As many mourn the “death of brick-and-mortar retail,” and prophesize Retail Apocalypse, investors need to be aware of the rapidly changing retail landscape…
…and invest accordingly.
We hosted a complimentary webinar with live viewer Q&A recently: “What’s Killing Retail? The Big Winners & Losers.” (A video replay will be available to all who sign-up for access.)
In this special Hedgeye webinar, CEO Keith McCullough and veteran Retail analyst Brian McGough explored the juxtaposition between the U.S. economic rebound and the dismal performance of the Retail sector. McCullough (who also leads our Macro team) provided the big picture top-down view of the sector, specifically: Is the Retail sector investable right now? Meanwhile, McGough dug into his bottom-up research discussing the sector’s biggest winners and biggest losers and what the future of Retail might look like.

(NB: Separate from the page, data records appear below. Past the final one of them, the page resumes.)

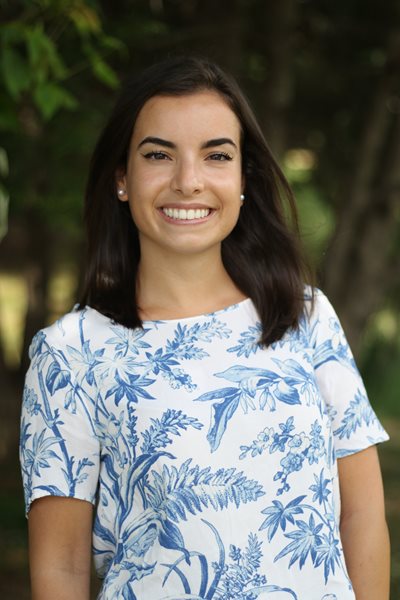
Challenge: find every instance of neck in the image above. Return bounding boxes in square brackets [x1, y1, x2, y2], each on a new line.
[137, 244, 245, 319]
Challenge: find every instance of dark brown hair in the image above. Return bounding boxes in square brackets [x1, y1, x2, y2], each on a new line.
[80, 57, 309, 345]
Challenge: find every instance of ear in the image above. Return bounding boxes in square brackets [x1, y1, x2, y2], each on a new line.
[115, 171, 128, 202]
[240, 175, 246, 205]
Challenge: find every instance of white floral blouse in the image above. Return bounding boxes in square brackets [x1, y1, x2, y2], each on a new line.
[21, 291, 388, 600]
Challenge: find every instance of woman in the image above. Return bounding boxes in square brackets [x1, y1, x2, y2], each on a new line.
[21, 58, 388, 600]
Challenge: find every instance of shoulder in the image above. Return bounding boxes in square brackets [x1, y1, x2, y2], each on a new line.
[304, 286, 337, 322]
[29, 306, 102, 360]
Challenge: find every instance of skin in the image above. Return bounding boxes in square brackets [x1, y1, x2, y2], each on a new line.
[29, 92, 389, 600]
[117, 91, 244, 319]
[338, 446, 390, 600]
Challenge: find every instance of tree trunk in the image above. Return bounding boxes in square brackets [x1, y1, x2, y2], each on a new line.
[259, 0, 298, 158]
[323, 32, 400, 353]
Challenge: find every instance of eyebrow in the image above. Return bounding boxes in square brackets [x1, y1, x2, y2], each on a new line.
[138, 136, 237, 150]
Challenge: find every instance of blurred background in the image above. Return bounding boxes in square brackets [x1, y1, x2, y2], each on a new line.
[0, 0, 400, 600]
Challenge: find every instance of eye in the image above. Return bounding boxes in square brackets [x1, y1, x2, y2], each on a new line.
[207, 152, 233, 161]
[143, 150, 169, 160]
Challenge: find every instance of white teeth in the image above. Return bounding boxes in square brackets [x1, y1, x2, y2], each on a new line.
[162, 208, 210, 221]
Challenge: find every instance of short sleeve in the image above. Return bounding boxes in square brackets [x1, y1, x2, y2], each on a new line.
[311, 290, 389, 458]
[20, 330, 100, 513]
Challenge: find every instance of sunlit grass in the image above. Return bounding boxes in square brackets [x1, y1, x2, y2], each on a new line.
[0, 273, 27, 368]
[0, 266, 76, 369]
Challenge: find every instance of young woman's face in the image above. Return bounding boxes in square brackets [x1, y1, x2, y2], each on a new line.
[117, 91, 243, 256]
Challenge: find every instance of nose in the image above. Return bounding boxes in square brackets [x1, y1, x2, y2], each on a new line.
[172, 157, 204, 198]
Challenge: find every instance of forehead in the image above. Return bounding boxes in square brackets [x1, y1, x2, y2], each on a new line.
[133, 91, 241, 140]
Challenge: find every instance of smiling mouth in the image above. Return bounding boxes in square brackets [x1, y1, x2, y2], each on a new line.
[161, 208, 211, 221]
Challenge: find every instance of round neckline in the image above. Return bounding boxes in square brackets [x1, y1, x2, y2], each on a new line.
[142, 298, 251, 324]
[85, 298, 251, 327]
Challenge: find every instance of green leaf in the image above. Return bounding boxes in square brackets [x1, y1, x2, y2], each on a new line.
[91, 55, 119, 89]
[0, 184, 9, 246]
[1, 47, 31, 99]
[26, 24, 67, 83]
[33, 81, 78, 120]
[67, 2, 101, 34]
[0, 148, 9, 177]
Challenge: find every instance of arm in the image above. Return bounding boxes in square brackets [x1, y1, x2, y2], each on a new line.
[28, 496, 93, 600]
[338, 446, 390, 600]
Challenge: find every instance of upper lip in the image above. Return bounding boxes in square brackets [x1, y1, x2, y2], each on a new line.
[159, 202, 213, 210]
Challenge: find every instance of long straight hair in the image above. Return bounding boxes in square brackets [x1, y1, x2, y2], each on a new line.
[80, 57, 311, 346]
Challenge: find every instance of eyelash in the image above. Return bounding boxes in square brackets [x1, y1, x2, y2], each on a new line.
[143, 150, 169, 160]
[207, 152, 232, 162]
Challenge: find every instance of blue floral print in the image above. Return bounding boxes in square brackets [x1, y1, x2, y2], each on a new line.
[20, 291, 387, 600]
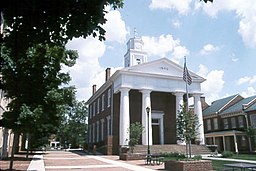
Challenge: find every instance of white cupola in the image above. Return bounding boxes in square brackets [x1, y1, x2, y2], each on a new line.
[124, 34, 147, 67]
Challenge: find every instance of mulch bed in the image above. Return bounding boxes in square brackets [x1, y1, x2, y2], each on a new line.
[0, 153, 34, 171]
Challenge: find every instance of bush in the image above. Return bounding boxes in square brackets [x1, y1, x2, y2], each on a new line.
[193, 155, 202, 160]
[222, 151, 234, 158]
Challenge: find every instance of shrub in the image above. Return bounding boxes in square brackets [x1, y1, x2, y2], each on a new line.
[222, 151, 234, 158]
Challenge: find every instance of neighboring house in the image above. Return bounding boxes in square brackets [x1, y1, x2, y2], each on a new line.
[0, 75, 13, 158]
[87, 37, 205, 154]
[203, 94, 256, 153]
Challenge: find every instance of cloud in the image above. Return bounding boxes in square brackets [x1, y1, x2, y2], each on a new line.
[198, 64, 225, 104]
[200, 44, 219, 55]
[172, 20, 181, 28]
[149, 0, 192, 15]
[236, 75, 256, 85]
[103, 10, 128, 43]
[142, 34, 189, 61]
[198, 0, 256, 48]
[241, 87, 256, 98]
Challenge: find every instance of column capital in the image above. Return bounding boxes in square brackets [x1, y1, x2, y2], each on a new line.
[119, 87, 131, 92]
[192, 92, 204, 97]
[172, 91, 185, 96]
[140, 89, 152, 93]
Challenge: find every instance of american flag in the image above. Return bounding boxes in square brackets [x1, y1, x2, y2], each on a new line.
[183, 61, 192, 85]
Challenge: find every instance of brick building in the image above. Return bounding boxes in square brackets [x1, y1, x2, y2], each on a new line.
[87, 37, 205, 154]
[203, 94, 256, 153]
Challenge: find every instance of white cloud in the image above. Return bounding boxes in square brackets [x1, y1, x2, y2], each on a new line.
[200, 44, 219, 55]
[103, 7, 128, 43]
[236, 75, 256, 85]
[198, 64, 225, 104]
[149, 0, 192, 14]
[199, 0, 256, 47]
[172, 20, 181, 28]
[241, 87, 256, 98]
[142, 34, 189, 61]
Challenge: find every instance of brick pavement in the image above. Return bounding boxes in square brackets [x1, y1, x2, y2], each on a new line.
[44, 151, 164, 171]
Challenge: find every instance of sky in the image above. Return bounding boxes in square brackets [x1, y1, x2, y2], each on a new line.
[64, 0, 256, 104]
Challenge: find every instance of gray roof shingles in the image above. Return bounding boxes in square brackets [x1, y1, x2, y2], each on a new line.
[203, 94, 238, 116]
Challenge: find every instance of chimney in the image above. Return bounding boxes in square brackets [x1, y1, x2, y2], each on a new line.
[92, 84, 96, 95]
[105, 68, 111, 81]
[200, 96, 209, 110]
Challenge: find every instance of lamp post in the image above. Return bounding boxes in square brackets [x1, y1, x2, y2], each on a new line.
[146, 107, 150, 157]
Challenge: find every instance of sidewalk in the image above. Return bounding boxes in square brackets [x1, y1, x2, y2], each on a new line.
[27, 150, 164, 171]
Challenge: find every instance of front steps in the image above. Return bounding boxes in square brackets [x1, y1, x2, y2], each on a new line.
[133, 144, 211, 155]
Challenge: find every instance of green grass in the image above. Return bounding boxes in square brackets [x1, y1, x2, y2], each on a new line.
[231, 154, 256, 161]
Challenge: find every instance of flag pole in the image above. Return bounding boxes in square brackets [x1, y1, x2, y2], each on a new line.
[184, 56, 189, 112]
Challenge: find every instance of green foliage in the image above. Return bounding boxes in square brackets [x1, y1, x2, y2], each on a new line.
[128, 122, 144, 152]
[1, 44, 77, 134]
[176, 105, 200, 141]
[0, 0, 123, 46]
[221, 151, 234, 158]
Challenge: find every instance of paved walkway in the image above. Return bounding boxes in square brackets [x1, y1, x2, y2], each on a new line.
[27, 150, 164, 171]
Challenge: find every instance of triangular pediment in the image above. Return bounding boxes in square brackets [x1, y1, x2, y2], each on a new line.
[122, 58, 205, 81]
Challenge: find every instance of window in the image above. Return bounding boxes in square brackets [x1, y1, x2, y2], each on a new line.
[108, 89, 111, 107]
[92, 102, 96, 116]
[223, 118, 228, 129]
[97, 98, 100, 114]
[207, 119, 212, 131]
[101, 94, 105, 111]
[101, 119, 104, 141]
[238, 116, 244, 128]
[89, 105, 92, 119]
[250, 114, 256, 128]
[213, 118, 219, 130]
[231, 117, 236, 128]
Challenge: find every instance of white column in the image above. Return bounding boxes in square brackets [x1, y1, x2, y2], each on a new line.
[193, 94, 205, 145]
[233, 131, 238, 154]
[141, 90, 152, 145]
[173, 92, 186, 145]
[119, 88, 130, 146]
[222, 136, 226, 151]
[100, 119, 105, 141]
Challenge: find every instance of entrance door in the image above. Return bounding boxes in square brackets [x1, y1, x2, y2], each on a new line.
[152, 119, 160, 144]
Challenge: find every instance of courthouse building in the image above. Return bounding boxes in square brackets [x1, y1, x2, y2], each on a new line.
[87, 37, 205, 154]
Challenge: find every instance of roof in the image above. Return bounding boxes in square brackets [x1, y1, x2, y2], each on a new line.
[203, 94, 238, 116]
[221, 96, 256, 114]
[245, 103, 256, 112]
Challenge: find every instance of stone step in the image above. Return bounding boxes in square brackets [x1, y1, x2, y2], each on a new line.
[133, 144, 211, 155]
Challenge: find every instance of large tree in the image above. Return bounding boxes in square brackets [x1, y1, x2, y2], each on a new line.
[2, 44, 78, 133]
[57, 100, 88, 148]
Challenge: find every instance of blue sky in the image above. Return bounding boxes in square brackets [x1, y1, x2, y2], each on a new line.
[67, 0, 256, 103]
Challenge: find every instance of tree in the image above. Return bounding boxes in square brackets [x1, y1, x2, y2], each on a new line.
[1, 44, 78, 168]
[128, 122, 144, 153]
[176, 105, 200, 157]
[57, 100, 88, 147]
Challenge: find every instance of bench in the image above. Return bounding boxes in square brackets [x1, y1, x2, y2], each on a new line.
[145, 155, 164, 165]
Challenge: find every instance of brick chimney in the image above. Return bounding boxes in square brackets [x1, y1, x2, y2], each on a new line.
[200, 96, 209, 110]
[92, 84, 96, 95]
[105, 68, 111, 81]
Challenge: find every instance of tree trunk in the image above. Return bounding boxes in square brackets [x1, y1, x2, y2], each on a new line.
[9, 133, 19, 171]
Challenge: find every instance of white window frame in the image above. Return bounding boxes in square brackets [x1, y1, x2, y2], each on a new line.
[223, 118, 229, 129]
[206, 119, 212, 131]
[97, 98, 100, 114]
[213, 118, 219, 130]
[101, 94, 105, 111]
[93, 102, 96, 116]
[108, 89, 111, 107]
[230, 117, 236, 128]
[238, 116, 244, 128]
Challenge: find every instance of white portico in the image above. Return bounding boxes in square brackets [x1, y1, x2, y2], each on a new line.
[110, 37, 205, 146]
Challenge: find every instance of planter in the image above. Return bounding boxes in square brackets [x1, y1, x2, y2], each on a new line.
[164, 160, 213, 171]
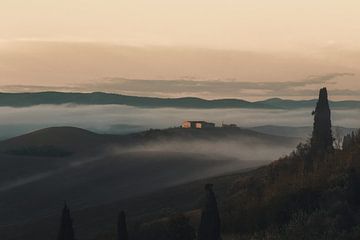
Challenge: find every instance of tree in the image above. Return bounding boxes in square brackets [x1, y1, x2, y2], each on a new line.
[57, 203, 75, 240]
[198, 184, 221, 240]
[168, 214, 196, 240]
[117, 211, 128, 240]
[311, 88, 334, 153]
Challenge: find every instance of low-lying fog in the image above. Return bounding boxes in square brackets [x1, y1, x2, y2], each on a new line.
[0, 105, 360, 139]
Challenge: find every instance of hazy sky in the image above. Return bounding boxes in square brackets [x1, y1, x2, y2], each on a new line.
[0, 0, 360, 99]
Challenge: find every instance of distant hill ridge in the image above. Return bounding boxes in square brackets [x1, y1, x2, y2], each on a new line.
[0, 92, 360, 109]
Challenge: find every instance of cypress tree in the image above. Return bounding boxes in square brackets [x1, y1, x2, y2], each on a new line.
[198, 184, 221, 240]
[168, 214, 196, 240]
[57, 203, 75, 240]
[117, 211, 128, 240]
[311, 88, 334, 153]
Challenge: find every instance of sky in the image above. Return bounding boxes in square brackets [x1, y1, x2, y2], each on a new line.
[0, 0, 360, 100]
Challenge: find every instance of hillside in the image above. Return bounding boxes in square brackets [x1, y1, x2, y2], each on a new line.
[0, 127, 299, 239]
[4, 129, 360, 240]
[0, 92, 360, 109]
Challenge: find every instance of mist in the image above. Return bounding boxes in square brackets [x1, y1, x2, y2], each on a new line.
[0, 105, 360, 139]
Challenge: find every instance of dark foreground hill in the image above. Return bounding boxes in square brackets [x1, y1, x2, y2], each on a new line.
[0, 92, 360, 109]
[2, 129, 360, 240]
[0, 127, 299, 240]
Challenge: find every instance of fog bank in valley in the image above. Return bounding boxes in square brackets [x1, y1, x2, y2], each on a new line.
[0, 105, 360, 139]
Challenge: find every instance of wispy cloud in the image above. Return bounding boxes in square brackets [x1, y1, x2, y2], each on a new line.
[0, 72, 360, 98]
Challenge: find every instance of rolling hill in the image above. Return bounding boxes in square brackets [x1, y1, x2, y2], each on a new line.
[0, 127, 299, 240]
[0, 92, 360, 109]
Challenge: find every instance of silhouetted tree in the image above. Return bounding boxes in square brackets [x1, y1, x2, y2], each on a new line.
[311, 88, 334, 153]
[57, 203, 75, 240]
[168, 214, 196, 240]
[117, 211, 128, 240]
[198, 184, 221, 240]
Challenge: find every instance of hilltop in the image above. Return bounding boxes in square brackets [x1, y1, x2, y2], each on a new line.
[0, 92, 360, 109]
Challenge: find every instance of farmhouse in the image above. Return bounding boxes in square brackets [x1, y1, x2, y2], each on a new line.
[181, 121, 215, 128]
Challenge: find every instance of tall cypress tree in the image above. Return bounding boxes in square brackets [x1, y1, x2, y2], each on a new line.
[198, 184, 221, 240]
[117, 211, 128, 240]
[57, 203, 75, 240]
[311, 88, 334, 153]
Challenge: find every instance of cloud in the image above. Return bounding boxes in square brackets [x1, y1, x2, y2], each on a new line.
[79, 72, 359, 98]
[0, 72, 354, 98]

Below is a key takeaway from the webinar. Click here to watch the entire webinar for free.
AMAZON VS. WALMART
The battle for retail’s future is happening right now. Increasingly, there are two retailers duking it out for retail world supremacy: Amazon (AMZN) and WalMart (WMT). There’s one lingering question that will decide who wins. “Is it more difficult for Amazon to build the presence WalMart has built over the past 50 years,” McGough asks. “Or is it more difficult for WalMart to build what Amazon has built over 10?” In other words, who will amass the perfect combination of physical locations and eCommerce first?
It’s an open question. McGough walks through why he thinks Amazon might buy Best Buy (BBY) for its stores and why WalMart will continue its eCommerce company buying spree (Jet.com, Moosejaw, Modcloth).
To be sure, Amazon’s size is staggering. Did you know 55% of U.S. households have an Amazon Prime membership? Shocking right? How did Amazon get there? Here’s a really important chart. “This is something we have that no one else has and every time I put this in front of a portfolio manager they look at this chart and say, ‘Wow, is that true?’” McGough says.
It’s true. Amazon is targeting consumers with increasingly bad credit scores.
As you can see in the chart below, an ever larger share of Prime subscribers have really bad FICO scores (see the red bars going up in the chart). “It’s probably headed even higher,” McGough says. That’s because Amazon CEO Jeff Bezos is trying to make Amazon a ‘need-to-have’ by adding everything from red carpet movies to music to NFL streaming on Thursday nights to the Amazon ecosystem, McGough says. “This is a key trend, especially since Amazon has the best credit card on the market,” McGough says. “This is why if I was anything other than an exceptional brand with a great experience it means that you’re in really, really deep trouble.”